Ich habe eine wahrscheinlich ziemlich dumme, einfache Frage: 
Ich habe den unten stehenden Code in mein PHP- File geschrieben (Auszug) und habe auch das nötige .js- File eingebunden. Allerdings erscheint bei File-Aufruf die Fehlermeldung 
Parse error: parse error, unexpected T_STRING in e:\inetpub\wwwroot\test\schmidtf\php\analyse.php on line 109 
Ich habe auch schon herausgefunden, daß es was mit <%Response.Write anfang%> zu tun haben muß, allerdings bin ich absoluter Newbie und komme da nicht weiter. 
Kann mir jemand helfen?? 
Danke im Voraus. 
Gruß 
Flons 



<table width="100%" border="0"> 
<tr> 
<td width ="40%"> <form name="form1" method="post" action="analyse.php">

--><input name="dt_anfang" size="10" value="<%Response.Write anfang%>" maxlength="10"> 



<input type="text" name="dt_ende" size ="10" maxlength="10" >

<input type="hidden" name="modus" value ="eingabe"> 
<input type="button" name="Abschicken" value="Abschicken" onClick="javascript:senden()"> 
<input type="reset" name="resetbtn" value="Zur&cksetzen"></td>


----------



## bygones (30. Nov 2004)

so kann man es auch lösen 
sry nochmal


----------



## Student (30. Nov 2004)

falsches forum.



> ```
> <input name="dt_anfang" size="10" value="<%Response.Write anfang%>" maxlength="10">
> ```


was soll die zeile denn bewirken?

also .. was ist denn <%Response.Write anfang%> :?:

grüße ben.

edit:


			
				deathbyaclown hat gesagt.:
			
		

> so kann man es auch lösen
> sry nochmal



hab ich was verpasst?


----------



## dotlens (30. Nov 2004)

<offtopic>vieleicht hast du das verpasst? 
http://www.java-forum.org/de/viewtopic.php?t=11158</offtopic>


----------



## Flons (30. Nov 2004)

Sorry, daß ich mich etwas missverständlich ausgedrückt habe:
Response.Write anfang soll in den aufzurufenden Kalender (datepicker) den heutigen (Tages-)Wert schreiben.
Dazu müßte doch die Variable erst deklariert werden und mit dem Wert des heutigen Datums belegt werden.
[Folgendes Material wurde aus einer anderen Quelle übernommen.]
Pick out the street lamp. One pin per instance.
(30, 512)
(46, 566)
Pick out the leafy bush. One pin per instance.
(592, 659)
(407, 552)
Wie deklariere ich nun die Variable und weise ihr den Wert des heutigen Tages zu??
Wo muß die Variable deklariert werden?
Ich meine, ich binde daß Java-Scripz doch im head ein. Muß da die Variablendeklaration erfolgen oder unmittelbar vor Nutzung??
Danke im Voraus.
Flons


----------



## bygones (30. Nov 2004)

ok - du bringst mich ganz durcheinander 

arbeitest du in irgendeiner weise mit java... oder meinst du wirklich nur javascript...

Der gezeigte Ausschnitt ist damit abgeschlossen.